I desperately need to go see Erin. I think.. that if I can this upcoming weekend, (at least for a night. or two?!.) I will go. Perhaps drag someone if not only to share the driving, but to have the company on the long trip. I have a couple in mind. Who knows. I could do it alone too. I am a pretty big girl, lol.
We always fall back into place, yet, that place does not change much. I love the stability of such a wonderful person. Even if I don't speak to her every-day and we have changed a bit over the last... SEVEN... years. Wow. I just counted.
Way to go Erin.
I feel so ever good today. Smile on my face, good music flowing through an open house, lunch in promise, that lonely hard night past me.

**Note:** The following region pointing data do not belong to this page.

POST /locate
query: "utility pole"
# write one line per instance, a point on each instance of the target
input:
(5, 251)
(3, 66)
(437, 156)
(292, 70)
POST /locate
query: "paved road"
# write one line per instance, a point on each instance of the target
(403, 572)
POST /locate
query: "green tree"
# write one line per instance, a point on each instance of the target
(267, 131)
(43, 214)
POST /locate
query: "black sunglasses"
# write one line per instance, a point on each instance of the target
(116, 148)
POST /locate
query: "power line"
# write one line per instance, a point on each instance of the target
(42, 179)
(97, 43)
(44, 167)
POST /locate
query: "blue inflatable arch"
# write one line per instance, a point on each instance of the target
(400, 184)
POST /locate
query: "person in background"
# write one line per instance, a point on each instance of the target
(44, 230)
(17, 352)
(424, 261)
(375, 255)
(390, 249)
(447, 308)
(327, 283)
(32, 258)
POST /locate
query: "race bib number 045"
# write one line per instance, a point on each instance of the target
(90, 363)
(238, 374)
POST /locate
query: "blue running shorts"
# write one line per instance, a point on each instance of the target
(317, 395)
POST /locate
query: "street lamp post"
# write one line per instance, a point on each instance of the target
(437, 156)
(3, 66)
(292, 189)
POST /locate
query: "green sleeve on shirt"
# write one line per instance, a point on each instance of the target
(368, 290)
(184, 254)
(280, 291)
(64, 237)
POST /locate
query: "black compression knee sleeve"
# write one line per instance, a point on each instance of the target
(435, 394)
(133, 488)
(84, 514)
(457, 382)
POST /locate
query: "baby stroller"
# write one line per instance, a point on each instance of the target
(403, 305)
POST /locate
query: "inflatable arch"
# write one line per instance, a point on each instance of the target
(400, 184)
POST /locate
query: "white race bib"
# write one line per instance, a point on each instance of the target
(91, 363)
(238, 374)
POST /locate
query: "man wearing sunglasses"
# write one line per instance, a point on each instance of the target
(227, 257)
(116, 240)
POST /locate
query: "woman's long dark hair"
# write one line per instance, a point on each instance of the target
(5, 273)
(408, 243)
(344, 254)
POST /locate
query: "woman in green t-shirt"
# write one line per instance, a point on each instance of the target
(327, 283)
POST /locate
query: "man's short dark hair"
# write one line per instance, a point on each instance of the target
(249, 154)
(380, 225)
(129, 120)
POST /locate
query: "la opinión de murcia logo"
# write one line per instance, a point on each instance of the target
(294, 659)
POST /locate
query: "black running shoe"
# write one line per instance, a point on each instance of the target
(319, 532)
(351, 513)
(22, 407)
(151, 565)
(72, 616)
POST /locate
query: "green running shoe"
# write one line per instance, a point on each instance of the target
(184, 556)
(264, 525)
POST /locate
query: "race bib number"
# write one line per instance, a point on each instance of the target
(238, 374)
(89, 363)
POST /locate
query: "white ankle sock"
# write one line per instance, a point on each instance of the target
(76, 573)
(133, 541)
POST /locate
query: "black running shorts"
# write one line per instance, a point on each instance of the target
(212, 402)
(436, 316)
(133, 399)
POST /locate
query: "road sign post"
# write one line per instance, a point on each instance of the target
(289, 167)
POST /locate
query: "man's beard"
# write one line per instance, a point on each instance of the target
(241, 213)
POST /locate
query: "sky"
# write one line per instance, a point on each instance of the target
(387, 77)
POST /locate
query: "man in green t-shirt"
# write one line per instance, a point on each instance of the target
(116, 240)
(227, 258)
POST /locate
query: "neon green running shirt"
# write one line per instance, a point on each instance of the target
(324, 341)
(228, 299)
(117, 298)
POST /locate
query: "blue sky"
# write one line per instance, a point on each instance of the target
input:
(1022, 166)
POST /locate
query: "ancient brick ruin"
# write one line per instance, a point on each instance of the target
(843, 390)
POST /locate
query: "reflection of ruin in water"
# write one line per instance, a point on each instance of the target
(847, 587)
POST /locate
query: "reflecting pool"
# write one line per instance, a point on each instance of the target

I am honestly so proud of myself and how well I handled last night after being a doofus in the computer room. I stomped around the house, to show those noises, that I too can make them. I leaped into empty rooms to scare any maybe intruder, or ghost. (I began to believe this is what I was hearing..)
I turned down almost all the lights, locked all the doors and shut the windows, crept into my room and snuggled with that dog (Oscar). He curled right up into my stomach and laid under the blankets there almost all night. It was more comforting than I thought. A Weiner dog and an old man dog (Barkley) do not offer tremendous amounts of protection.
Tonight, Russell will join me and I am sooo happy to not have to be alone and scared. And cold. ha ha. But really, I will not freak out. The presence of another being makes me believe that if ill intentions were under way one of us would have the sense to realize this and alert the other.
I must take a nap today, in attempt to stay up all to-night. Perhaps a late late picnic, we could walk some where, and look at the stars. Or just sit on the balcony and look through the telescope!! Even better idea. Fabtabulous.
The perks :)
This weekend, I know not! I simply plan on good company and life-distraction before I am landed with too much. You know how that happens, mhm. Goodness.
Time
to make ready to prepare lunch and find a good movie to distract me from using
the internet incessantly! It Isn't that I can't exactly, but this isn't my
house. I shouldn't tie up the phone line? Though in all defense, they do not
have caller ID or an answering machine to even know who called whilst away. I do
not wish to answer the phone, for I feel foolish firstly, yet secondly, I do not
want to alert anyone they are not home? That is a little paranoid, but meh.
they have a gate?! I should feel safer than I do.
Like I was saying last night. Karate!
I think it would be an interesting venture. Even if I am not "good", to at least attend and have a feel for that kind of environment that I have heard of and seen depicted many times.
I will have to pick some thing more specific, than simply, "karate", and it would have to be in an environment that I found.. relaxing. And not.. watching you, ha.